Tuesday, 18 February 2014

Governors spend Sh1bn on travel in three months

NAIROBI, KENYA: Governors spent more than Sh1 billion on travel in a period of three months, a report by the Controller of Budget has said.

Controller of Budget Mrs Agnes Odhiambo
Controller of Budget Mrs Agnes Odhiambo
The allegations of the extravagance could kick off a storm in the management of devolved resources, while raising fresh fears about priorities in the counties.
The travel costs, according to Agnes Odhiambo, the Controller of Budget, included air tickets for international travel for governors, county executive committees and members of county assemblies.
While the report does not reveal the nature of trips the county officials made during the period, the total spend is way above the Sh872 million that governors allocated to development projects.
A further Sh242 million was used for conferences, while Sh161 million went to training. The shocking revelations have been made by an audit of the actual expenditure in the 47 counties between July and September last year.
During the period, members of the county assemblies earned more than Sh473 million in sitting allowances in addition to their hefty salaries.
Ms Odhiambo warned in her report that the expenditure on sitting allowances was unsustainable.
“The office (Controller of Budget) recommends that sitting allowances for MCAs need to be rationalised as this expenditure may not be sustainable, given the already escalating wage bill nationally,“ Ms Odhiambo said in her report.
Machakos, Kiambu and Laikipia counties have spent the highest amounts on travel-related expenses at Sh52 million, Sh46.7 million and Sh46.6 million respectively, while Nakuru had the biggest allocation on food, put together as conferences, hospitality and catering.
NEW WORKERS
Salaries and wages for county staff were the single largest expense in all the regions, with the wage bill expected to grow exponentially following the recruitment of new workers and adoption of employees seconded from the national government.
More than Sh7 billion was spent on paying salaries and allowances, while Sh4.9 billion was used for operations and maintenance.
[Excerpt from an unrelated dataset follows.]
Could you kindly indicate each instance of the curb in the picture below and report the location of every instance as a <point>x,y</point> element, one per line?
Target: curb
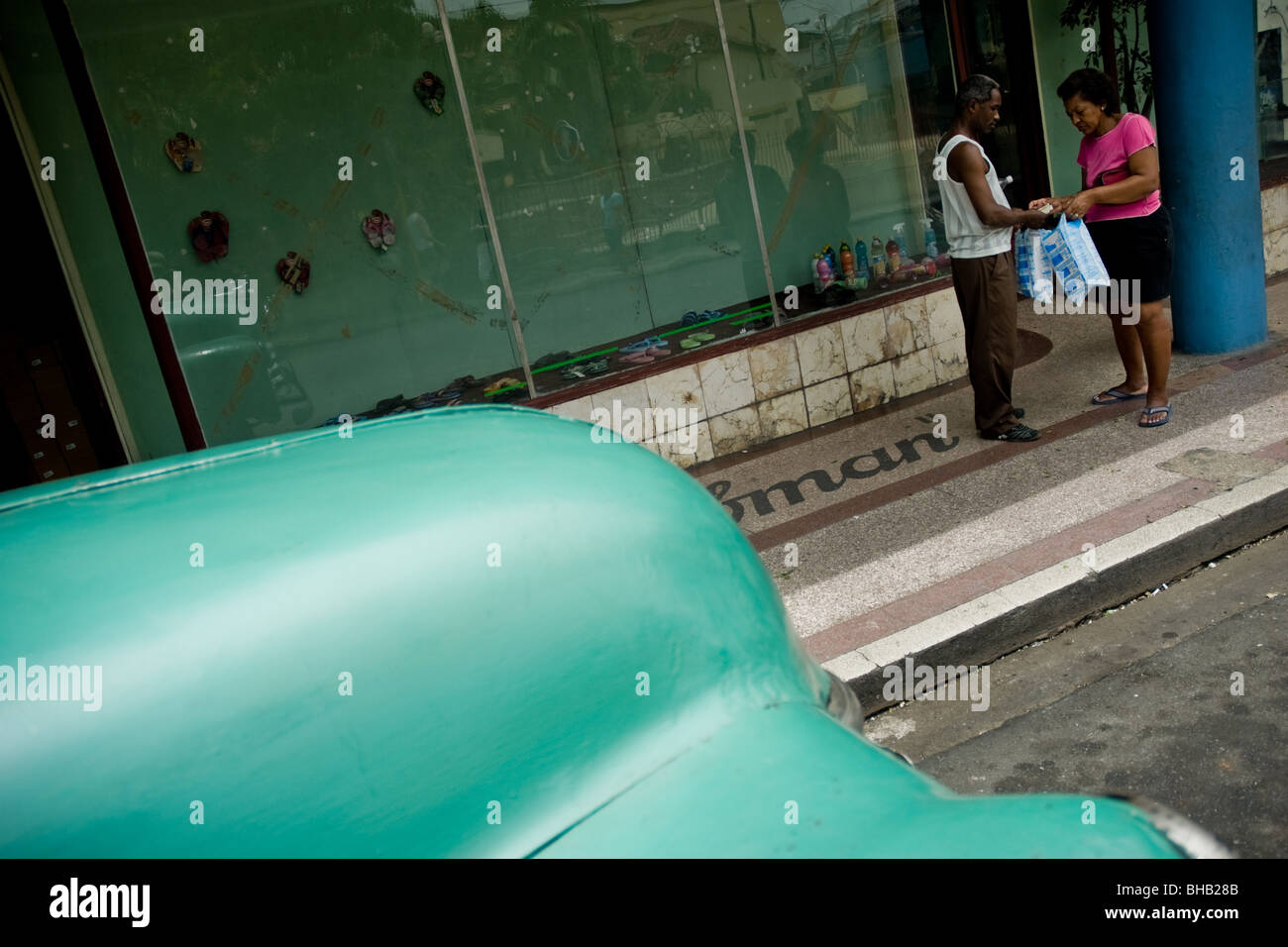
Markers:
<point>1037,605</point>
A soaring wage bill has been a major concern especially for the National Government, prompting concerns from local and international agencies.
Counties that have only been in existence for ten months have been confronted with the same problem, which economists observe would deny resources to productive sectors.
Odhiambo has also expressed reservations about the nature of expenses and accountability because some counties were operating several bank accounts.
The use of multiple bank accounts made it difficult to track all expenditures and, as a result, reconciling the revenues and expenses could not be accurately executed.